Most inspiring of all is Congresswoman Marcy Kaptur, Democrat from Ohio. Using C-Span footage of her powerful speeches to congress during the debates on the bailouts and the unprecedented foreclosure crisis, we are treated to a kind of call for revolt. “Stay put,” she insists with great fervor. “Stay in your home!” I suggest you go to C-Span’s site to see the full videos of her speeches. She has even written a second bill of rights to rival Roosevelt’s a year before his death—neither of which succeeded in going to a vote.

Documentaries edit these moments into 90 minute or 2 hour lengths. But as you might copy a quote in a book from an author, intending to look it up in more detail later, you might want to follow up on Marcy Kaptur. Standing in front of the White House Moore asks her whether she thinks there’s been a coup in America, a “financial coup,” he adds. She hesitates for a moment and then answers without qualification, “Yes.” This, for me, was the high point in the film. It made me hungry for more of this kind of raw truth coming from the mouths of our elected officials.

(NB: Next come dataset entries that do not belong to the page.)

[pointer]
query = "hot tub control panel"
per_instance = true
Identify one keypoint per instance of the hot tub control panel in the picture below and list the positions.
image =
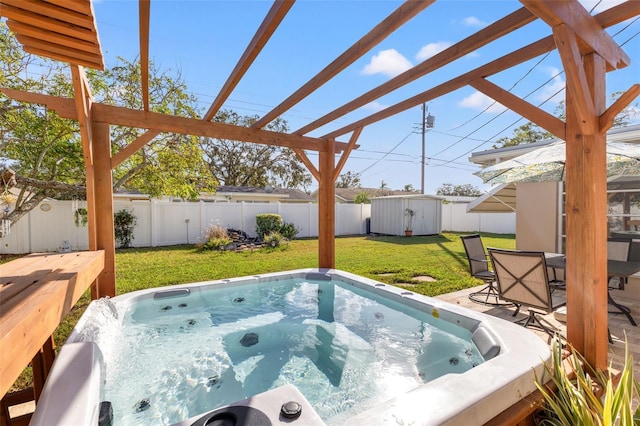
(281, 406)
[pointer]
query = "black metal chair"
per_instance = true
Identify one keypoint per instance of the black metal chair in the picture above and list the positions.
(522, 279)
(479, 268)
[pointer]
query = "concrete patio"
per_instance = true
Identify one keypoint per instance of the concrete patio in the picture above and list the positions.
(619, 325)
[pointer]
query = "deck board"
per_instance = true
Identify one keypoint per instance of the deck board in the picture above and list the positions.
(36, 292)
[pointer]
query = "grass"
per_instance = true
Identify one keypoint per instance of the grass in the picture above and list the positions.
(392, 260)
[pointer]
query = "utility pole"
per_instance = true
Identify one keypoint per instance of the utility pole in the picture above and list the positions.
(428, 121)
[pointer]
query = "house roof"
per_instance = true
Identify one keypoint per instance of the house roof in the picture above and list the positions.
(629, 134)
(349, 194)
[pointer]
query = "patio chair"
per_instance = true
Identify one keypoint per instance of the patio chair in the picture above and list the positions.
(479, 268)
(522, 279)
(618, 249)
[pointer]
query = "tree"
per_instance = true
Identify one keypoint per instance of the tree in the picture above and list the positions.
(348, 180)
(466, 190)
(362, 198)
(45, 151)
(248, 164)
(529, 132)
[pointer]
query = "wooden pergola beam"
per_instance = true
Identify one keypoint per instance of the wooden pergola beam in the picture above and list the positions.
(575, 17)
(346, 153)
(607, 18)
(47, 8)
(307, 162)
(271, 22)
(492, 32)
(404, 13)
(606, 119)
(144, 13)
(122, 116)
(531, 112)
(576, 81)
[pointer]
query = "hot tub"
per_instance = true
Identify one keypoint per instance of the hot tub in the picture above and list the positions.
(341, 348)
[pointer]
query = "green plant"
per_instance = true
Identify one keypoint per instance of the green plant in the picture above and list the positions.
(362, 198)
(575, 400)
(289, 231)
(124, 221)
(80, 217)
(268, 223)
(274, 239)
(216, 237)
(217, 243)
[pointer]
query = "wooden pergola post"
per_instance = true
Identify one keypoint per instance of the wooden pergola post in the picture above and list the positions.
(586, 210)
(326, 208)
(102, 204)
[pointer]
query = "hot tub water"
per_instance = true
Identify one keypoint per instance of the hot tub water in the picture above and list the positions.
(180, 356)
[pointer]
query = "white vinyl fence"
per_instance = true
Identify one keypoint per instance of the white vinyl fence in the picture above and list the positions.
(456, 219)
(164, 223)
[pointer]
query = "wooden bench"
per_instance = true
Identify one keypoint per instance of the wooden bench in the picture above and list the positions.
(36, 292)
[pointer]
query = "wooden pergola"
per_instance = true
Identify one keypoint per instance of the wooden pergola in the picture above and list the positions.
(65, 30)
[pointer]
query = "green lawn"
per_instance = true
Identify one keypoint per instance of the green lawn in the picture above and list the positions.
(392, 260)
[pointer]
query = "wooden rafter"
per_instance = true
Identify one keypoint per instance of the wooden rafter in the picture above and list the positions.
(122, 116)
(592, 36)
(404, 13)
(144, 15)
(577, 82)
(277, 12)
(270, 23)
(63, 30)
(496, 30)
(534, 114)
(305, 160)
(606, 119)
(345, 155)
(608, 18)
(83, 102)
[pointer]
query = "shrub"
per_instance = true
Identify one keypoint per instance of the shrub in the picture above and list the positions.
(274, 239)
(124, 221)
(80, 217)
(215, 231)
(268, 223)
(216, 237)
(217, 243)
(362, 198)
(289, 231)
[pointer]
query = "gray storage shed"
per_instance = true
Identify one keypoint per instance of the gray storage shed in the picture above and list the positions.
(389, 215)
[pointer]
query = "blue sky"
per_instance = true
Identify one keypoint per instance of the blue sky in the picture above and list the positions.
(203, 40)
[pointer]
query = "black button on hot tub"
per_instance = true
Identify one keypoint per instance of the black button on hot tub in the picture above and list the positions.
(291, 410)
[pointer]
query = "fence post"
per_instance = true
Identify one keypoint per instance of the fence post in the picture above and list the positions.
(152, 222)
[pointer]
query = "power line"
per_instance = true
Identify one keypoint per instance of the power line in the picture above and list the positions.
(386, 154)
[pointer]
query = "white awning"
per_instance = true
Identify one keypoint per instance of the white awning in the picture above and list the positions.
(501, 199)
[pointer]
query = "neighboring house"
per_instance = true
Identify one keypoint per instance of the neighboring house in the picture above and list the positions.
(268, 194)
(540, 207)
(237, 194)
(348, 195)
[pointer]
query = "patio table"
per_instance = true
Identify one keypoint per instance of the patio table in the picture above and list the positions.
(615, 268)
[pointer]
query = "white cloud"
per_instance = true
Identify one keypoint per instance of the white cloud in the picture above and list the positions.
(388, 62)
(479, 101)
(472, 21)
(375, 106)
(428, 50)
(549, 91)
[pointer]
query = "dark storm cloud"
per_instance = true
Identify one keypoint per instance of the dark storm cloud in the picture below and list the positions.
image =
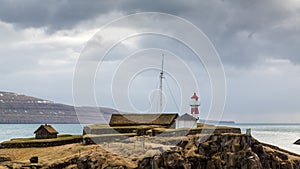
(53, 15)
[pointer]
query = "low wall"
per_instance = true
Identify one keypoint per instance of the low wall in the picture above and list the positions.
(41, 143)
(95, 139)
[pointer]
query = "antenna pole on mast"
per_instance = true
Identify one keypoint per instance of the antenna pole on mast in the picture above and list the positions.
(160, 84)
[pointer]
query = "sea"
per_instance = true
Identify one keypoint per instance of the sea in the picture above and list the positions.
(281, 135)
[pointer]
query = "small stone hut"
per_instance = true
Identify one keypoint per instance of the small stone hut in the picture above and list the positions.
(45, 132)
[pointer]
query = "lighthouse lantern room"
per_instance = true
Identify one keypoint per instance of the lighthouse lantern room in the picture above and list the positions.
(195, 105)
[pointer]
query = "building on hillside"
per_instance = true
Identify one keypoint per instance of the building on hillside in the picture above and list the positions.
(165, 120)
(45, 132)
(186, 121)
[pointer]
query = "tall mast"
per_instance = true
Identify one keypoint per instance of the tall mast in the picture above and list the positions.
(160, 84)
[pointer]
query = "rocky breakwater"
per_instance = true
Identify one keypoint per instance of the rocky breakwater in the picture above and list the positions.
(218, 151)
(224, 151)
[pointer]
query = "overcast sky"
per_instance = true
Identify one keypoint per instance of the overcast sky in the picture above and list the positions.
(258, 42)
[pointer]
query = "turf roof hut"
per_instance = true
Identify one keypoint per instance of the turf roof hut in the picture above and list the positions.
(45, 132)
(165, 120)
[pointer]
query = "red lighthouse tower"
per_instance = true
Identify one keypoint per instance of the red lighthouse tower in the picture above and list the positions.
(194, 105)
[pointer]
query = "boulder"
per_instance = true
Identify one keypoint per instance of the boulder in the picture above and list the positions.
(4, 158)
(34, 159)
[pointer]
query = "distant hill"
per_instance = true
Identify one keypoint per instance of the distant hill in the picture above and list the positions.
(18, 108)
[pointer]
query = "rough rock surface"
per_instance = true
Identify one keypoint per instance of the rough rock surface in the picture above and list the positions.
(219, 151)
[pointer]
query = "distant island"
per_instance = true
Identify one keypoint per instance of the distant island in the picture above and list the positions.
(22, 109)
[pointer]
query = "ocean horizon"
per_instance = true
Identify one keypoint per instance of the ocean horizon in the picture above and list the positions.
(281, 135)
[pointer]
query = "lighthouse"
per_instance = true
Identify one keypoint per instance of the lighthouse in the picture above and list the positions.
(195, 106)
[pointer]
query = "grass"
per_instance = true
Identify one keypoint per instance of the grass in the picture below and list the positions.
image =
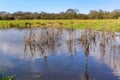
(7, 78)
(108, 25)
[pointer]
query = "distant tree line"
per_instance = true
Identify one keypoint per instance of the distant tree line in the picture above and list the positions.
(68, 14)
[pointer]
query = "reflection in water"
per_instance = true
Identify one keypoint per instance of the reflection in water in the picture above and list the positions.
(50, 40)
(45, 42)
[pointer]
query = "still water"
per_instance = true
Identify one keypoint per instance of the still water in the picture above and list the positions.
(59, 54)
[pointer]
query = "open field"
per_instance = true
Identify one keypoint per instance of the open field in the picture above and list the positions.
(108, 25)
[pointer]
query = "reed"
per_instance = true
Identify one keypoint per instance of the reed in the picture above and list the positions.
(109, 25)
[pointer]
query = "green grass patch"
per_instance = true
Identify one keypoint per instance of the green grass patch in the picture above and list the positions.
(107, 25)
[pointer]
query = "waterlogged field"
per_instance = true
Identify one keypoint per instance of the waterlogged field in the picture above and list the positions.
(59, 54)
(108, 25)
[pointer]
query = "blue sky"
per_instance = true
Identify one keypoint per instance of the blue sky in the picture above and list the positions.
(56, 6)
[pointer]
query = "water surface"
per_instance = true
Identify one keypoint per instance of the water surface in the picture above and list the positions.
(59, 54)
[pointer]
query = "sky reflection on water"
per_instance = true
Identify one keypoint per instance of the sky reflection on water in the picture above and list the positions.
(60, 54)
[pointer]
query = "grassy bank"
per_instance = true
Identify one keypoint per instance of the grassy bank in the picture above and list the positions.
(75, 24)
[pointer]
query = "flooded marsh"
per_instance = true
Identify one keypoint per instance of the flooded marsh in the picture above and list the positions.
(59, 54)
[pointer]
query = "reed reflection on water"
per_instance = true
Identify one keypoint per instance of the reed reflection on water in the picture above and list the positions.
(102, 46)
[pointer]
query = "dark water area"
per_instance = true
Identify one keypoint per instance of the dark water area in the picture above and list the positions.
(59, 54)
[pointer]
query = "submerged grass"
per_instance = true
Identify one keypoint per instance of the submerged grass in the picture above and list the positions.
(108, 25)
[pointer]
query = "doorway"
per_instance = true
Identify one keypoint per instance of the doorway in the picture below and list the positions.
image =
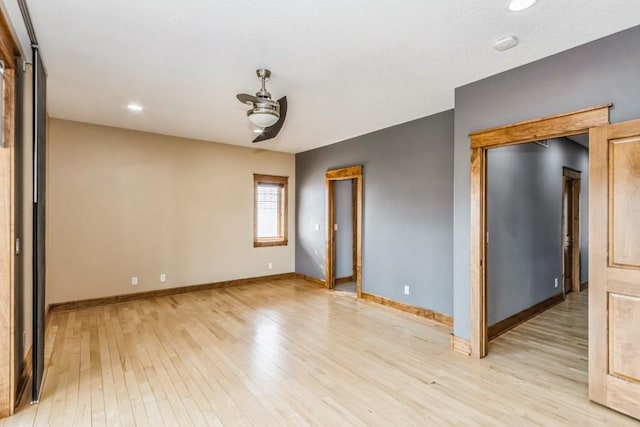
(565, 124)
(533, 228)
(345, 201)
(571, 180)
(340, 183)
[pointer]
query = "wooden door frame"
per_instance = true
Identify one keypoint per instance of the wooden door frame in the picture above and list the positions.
(570, 174)
(354, 173)
(8, 171)
(555, 126)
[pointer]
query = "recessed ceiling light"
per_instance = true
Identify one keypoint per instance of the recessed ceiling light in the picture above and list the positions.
(504, 43)
(519, 5)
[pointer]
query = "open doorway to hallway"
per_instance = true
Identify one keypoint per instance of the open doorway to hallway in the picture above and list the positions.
(344, 235)
(537, 241)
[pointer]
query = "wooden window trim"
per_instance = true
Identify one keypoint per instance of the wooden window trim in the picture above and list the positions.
(284, 223)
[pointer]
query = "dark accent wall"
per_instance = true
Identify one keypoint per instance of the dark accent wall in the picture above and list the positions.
(524, 222)
(407, 209)
(599, 72)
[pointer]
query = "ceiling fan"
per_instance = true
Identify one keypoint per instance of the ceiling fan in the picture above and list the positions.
(265, 113)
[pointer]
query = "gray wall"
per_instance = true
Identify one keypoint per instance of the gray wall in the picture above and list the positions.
(524, 221)
(603, 71)
(407, 209)
(344, 235)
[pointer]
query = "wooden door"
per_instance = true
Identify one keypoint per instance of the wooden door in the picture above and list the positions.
(614, 267)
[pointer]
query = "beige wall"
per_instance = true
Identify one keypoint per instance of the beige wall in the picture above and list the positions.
(123, 203)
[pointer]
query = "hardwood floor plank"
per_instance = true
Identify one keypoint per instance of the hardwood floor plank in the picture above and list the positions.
(290, 353)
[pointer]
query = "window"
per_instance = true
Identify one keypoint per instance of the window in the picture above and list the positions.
(270, 210)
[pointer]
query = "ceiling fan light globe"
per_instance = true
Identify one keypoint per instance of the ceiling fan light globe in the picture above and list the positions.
(263, 119)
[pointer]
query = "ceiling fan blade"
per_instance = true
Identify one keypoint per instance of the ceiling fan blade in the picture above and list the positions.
(246, 98)
(272, 131)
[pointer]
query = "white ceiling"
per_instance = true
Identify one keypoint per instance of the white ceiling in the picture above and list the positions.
(348, 67)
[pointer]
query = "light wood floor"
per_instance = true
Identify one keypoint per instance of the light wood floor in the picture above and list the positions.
(289, 353)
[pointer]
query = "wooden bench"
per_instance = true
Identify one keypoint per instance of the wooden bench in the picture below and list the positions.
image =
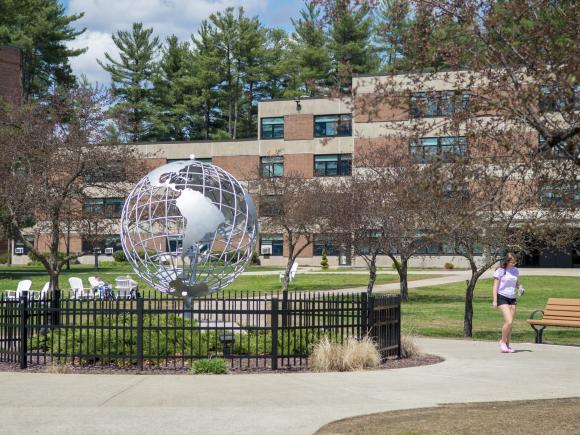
(558, 312)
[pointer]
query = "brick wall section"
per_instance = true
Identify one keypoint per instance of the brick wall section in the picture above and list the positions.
(298, 127)
(382, 147)
(10, 74)
(379, 108)
(308, 251)
(241, 167)
(299, 164)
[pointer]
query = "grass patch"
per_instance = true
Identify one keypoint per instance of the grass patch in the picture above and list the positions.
(438, 311)
(554, 416)
(9, 277)
(211, 365)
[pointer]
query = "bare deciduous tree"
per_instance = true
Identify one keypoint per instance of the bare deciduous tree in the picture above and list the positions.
(53, 155)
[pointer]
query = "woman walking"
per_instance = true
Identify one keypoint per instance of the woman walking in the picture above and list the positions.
(505, 283)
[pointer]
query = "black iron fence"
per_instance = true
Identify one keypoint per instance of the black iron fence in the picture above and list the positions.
(251, 330)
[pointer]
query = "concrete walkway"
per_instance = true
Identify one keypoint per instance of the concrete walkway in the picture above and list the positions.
(296, 403)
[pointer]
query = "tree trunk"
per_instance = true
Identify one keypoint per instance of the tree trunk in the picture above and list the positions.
(401, 267)
(372, 273)
(468, 316)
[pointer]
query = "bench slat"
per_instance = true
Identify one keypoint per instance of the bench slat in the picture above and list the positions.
(561, 313)
(559, 301)
(570, 308)
(550, 322)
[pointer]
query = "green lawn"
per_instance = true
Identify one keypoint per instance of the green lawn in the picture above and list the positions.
(438, 311)
(9, 277)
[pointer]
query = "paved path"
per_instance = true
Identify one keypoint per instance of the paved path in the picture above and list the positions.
(296, 403)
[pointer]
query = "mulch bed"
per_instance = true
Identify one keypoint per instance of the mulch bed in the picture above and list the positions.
(175, 368)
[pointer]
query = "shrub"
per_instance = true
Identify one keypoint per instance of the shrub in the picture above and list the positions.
(352, 355)
(324, 261)
(409, 348)
(120, 256)
(210, 365)
(256, 259)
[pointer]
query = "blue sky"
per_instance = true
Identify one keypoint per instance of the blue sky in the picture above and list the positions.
(181, 17)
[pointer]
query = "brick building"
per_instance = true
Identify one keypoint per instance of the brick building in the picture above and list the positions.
(10, 91)
(318, 137)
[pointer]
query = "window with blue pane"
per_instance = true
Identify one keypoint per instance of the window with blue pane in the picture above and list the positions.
(562, 196)
(438, 103)
(272, 166)
(428, 149)
(332, 165)
(333, 125)
(557, 152)
(275, 241)
(105, 207)
(111, 241)
(272, 128)
(323, 242)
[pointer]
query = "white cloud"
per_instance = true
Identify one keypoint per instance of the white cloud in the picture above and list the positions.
(104, 17)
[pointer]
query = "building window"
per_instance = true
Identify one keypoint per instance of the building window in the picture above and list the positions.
(324, 242)
(112, 171)
(272, 166)
(428, 149)
(332, 165)
(557, 152)
(270, 205)
(554, 101)
(102, 244)
(273, 243)
(272, 128)
(19, 248)
(104, 207)
(439, 103)
(562, 196)
(333, 125)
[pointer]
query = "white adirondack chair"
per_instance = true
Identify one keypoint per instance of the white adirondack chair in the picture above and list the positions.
(79, 291)
(40, 295)
(14, 295)
(293, 270)
(125, 288)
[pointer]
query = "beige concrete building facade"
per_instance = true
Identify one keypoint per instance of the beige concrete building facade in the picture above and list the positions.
(317, 137)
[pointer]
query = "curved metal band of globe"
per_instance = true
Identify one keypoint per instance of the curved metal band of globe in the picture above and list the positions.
(203, 207)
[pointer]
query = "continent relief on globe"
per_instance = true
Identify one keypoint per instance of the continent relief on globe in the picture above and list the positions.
(201, 217)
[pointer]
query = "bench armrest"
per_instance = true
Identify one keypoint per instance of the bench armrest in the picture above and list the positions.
(534, 313)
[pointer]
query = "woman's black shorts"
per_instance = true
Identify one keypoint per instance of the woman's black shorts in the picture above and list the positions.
(502, 300)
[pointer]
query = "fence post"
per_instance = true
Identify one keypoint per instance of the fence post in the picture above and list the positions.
(364, 313)
(23, 331)
(274, 324)
(139, 333)
(284, 308)
(55, 308)
(398, 326)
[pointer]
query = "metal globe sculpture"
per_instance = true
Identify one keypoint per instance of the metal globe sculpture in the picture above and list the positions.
(188, 227)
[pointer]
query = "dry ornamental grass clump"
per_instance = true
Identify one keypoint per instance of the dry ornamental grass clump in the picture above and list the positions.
(352, 355)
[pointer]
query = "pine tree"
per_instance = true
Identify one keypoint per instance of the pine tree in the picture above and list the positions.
(311, 52)
(350, 43)
(392, 18)
(172, 118)
(324, 260)
(132, 78)
(41, 30)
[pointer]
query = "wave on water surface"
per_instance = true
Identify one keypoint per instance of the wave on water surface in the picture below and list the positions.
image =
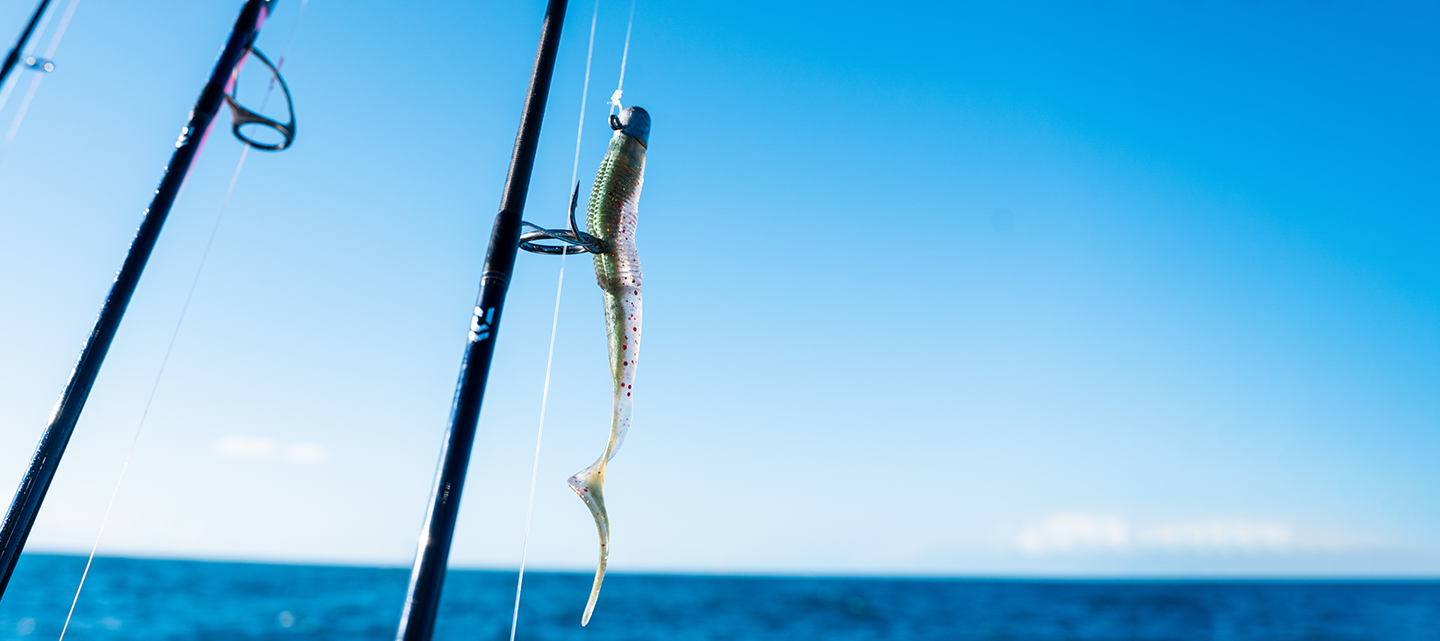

Included in Moore’s film is a brief map of how short-term profits became the name of the capitalist game in the 1980s. He follows the trajectory of Ronald Regan rising from B Movie actor, to corporate spokesman, to President of the United States, and his appointment of Donald Regan, ex-chairman of Merrill Lynch at the time, to Treasury Secretary and, eventually, Chief of Staff. We’re shown a clip of the Commander in Chief speaking at a news conference with hesitation and not in full command of his faculties. Don Regan, standing beside him, mumbles audibly in his direction. “Speed it up,” he says, as if impatient to get to the work at hand—constructing the biggest Ponzi scheme ever invented. It’s in Moore’s film, but Michael Ruppert is a step ahead, claiming that the entire U.S. economy is one big Ponzi scheme.

“Collapse,” a film by the director of “Yes Men Fix the World” and “American Movie,” has investigative journalist, Michael Ruppert, sometimes called a “conspiracy theorist,” sitting in a chair with the static pose of an interrogee. Only the camera moves, often pointed at the back of his head. Often there are graphics to illustrate his points and predictions. Sometimes we are shown film footage of lectures in which he predicts all the major crises of the last year and a half—from financial collapse, the course of two wars, and the serious state of peak oil.

Ruppert is highly quotable: “We are collectively responsible for what may be the greatest preventable holocaust in the history of Planet Earth.” “If a bear attacks (a campground) you don’t have to be faster than the bear. You only have to be faster than the slowest camper.” “The challenge being faced by the human race now is either ‘Evolve or perish, grow up or die.’ ” The soundtrack, a large presence in this film, enhances the drama to the point of overkill, at times. Smith has chickened out and chosen music to drive home information and ideas that are already dramatic, whether or not your are a believer.

Where Moore is going for indignation and a sense of superiority, Smith, through Ruppert, tries to invoke viewers’ horror, guilt and sense of personal responsibility.

As if grasping for some redemption, Ruppert says, emphatically, “You have to believe. Not hope, not pray, that there’s a way out and you’re going to find it.” But belief can be self-delusion and this last statement, a weak reprieve from the relentless predictions of doom presented throughout the film, felt false. I wanted this brilliant synthesizer to map out a solution that we could each take part in. “Belief” seemed too passive a stance and too much like blind faith. The “Jaws”–like music increased, detracting from the clarity of his reasoning, but a minor flaw in the film’s powerful message.